Forensic evidence gleaned from IEDs over the summer led to the arrests of a number of high-value targets — IED facilitators, bomb factory owners and smugglers.

I once asked Oz whether he thought he would get a medal for the work he’d done. “I am just looking at getting home with my legs,” he replied.

“A friend e-mailed me to say ‘You did well’ after the Pharmacy Road operation but I just want to come home with my legs.”

I left Helmand soon afterwards. When I returned to Kabul I found an e-mail waiting for me from Christina, asking for the photos that David Gill had taken of Oz over the past two weeks. I sent her the link and she replied with the words “very happy wife”.

She stuck up copies of the photos on the walls of their home in Winchester but then tore them down because they looked “spooky” — like photos that would appear in newspapers if he died.

Two weeks later I received another e-mail from her. “He died yesterday” was all it said.
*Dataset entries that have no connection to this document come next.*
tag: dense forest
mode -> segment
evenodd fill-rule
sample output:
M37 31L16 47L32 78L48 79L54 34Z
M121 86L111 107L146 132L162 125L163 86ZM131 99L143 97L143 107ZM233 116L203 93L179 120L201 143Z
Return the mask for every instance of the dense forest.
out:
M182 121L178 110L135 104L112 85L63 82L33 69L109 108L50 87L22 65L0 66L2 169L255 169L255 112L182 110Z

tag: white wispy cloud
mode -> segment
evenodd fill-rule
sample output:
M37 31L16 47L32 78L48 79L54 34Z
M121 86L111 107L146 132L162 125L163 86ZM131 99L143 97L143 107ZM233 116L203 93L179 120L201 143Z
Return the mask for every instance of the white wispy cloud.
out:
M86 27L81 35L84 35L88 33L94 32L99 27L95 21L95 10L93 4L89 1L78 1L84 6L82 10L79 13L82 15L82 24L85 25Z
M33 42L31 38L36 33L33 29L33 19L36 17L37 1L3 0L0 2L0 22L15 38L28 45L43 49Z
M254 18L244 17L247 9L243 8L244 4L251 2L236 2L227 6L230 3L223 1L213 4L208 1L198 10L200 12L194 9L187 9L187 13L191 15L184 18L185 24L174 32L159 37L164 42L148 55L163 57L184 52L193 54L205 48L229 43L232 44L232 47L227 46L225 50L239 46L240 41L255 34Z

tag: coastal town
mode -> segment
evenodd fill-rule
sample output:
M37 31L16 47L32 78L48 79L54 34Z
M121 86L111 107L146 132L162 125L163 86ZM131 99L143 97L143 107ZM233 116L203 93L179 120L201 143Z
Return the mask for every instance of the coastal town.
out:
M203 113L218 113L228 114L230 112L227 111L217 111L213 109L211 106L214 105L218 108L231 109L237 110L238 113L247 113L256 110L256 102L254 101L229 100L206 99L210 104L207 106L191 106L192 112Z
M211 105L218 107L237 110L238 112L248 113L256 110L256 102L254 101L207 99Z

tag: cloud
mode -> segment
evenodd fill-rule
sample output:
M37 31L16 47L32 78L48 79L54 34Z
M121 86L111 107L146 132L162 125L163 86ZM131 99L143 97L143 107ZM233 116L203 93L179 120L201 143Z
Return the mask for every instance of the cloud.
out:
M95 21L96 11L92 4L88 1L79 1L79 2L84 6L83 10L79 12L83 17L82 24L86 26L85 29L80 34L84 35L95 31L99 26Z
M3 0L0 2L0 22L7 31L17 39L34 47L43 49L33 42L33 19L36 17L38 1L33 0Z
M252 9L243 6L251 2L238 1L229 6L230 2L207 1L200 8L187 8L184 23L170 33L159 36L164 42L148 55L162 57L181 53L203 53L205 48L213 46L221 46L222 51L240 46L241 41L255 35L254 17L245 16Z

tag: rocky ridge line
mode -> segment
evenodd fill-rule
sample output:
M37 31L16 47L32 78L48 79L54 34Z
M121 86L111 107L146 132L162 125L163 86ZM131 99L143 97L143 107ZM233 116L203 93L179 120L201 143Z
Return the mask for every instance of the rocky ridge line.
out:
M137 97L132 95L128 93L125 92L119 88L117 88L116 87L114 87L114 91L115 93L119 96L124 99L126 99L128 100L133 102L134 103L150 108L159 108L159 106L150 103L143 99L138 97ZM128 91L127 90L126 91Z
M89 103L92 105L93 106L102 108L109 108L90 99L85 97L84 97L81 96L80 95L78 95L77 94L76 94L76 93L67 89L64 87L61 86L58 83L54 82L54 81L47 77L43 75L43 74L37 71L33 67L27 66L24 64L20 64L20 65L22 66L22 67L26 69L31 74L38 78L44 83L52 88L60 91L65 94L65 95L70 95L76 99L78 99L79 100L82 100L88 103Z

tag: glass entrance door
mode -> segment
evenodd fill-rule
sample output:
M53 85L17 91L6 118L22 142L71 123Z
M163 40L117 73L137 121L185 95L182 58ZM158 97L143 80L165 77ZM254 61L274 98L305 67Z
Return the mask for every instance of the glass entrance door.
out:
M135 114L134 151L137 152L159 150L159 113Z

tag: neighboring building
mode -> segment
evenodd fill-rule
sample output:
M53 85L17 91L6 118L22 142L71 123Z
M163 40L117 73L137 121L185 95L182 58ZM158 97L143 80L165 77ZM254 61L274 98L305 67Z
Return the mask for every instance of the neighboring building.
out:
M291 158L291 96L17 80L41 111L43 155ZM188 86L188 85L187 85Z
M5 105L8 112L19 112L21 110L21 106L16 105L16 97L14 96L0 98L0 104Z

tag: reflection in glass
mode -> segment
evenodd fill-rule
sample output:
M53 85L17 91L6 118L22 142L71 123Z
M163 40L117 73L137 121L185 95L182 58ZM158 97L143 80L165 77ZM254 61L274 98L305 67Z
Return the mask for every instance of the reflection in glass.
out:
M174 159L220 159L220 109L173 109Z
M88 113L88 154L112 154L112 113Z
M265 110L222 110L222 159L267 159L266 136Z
He had been killed on the eve of his departure on rest and recuperation leave (R&R). He could have gone on leave earlier. “I want to get most of the tour under my belt so I only have a short stint to do when I came back from my R&R,” he had told me.

In five months in Afghanistan, he had defused 64 bombs. The 65th killed him. I still don’t know exactly how he died, but I can picture it — the long, lonely walk towards the bomb, Oz bending down onto his knees and then onto his belt buckle as he began to feel his way around the device with his fingertips. Then the explosion.

A few days after he died, Christina called me. “I wasn’t surprised,” she said. “I got this gut feeling after he called me for the last time. He never speaks like that. He was exhausted. He said he had been out there too long and could I come get him. I told him I couldn’t.”

At about 9.30pm last Saturday, Hallowe’en, Christina watched as two men wearing green berets approached her house. “I thought, ‘Oh my God, what are they doing here?’” she said. Laird, her five-year-old son, thought it was Oz, his stepfather, returning home.

“I can remember saying he’s definitely not here. It’s not Daddy. I asked them why they were there. I said, ‘Just tell me he can talk. I don’t care about his legs and arms. Can he talk?’ They looked at me and said, ‘Let us in.’

“I didn’t cry. No one else was hurt. I remember thinking what a relief that was.”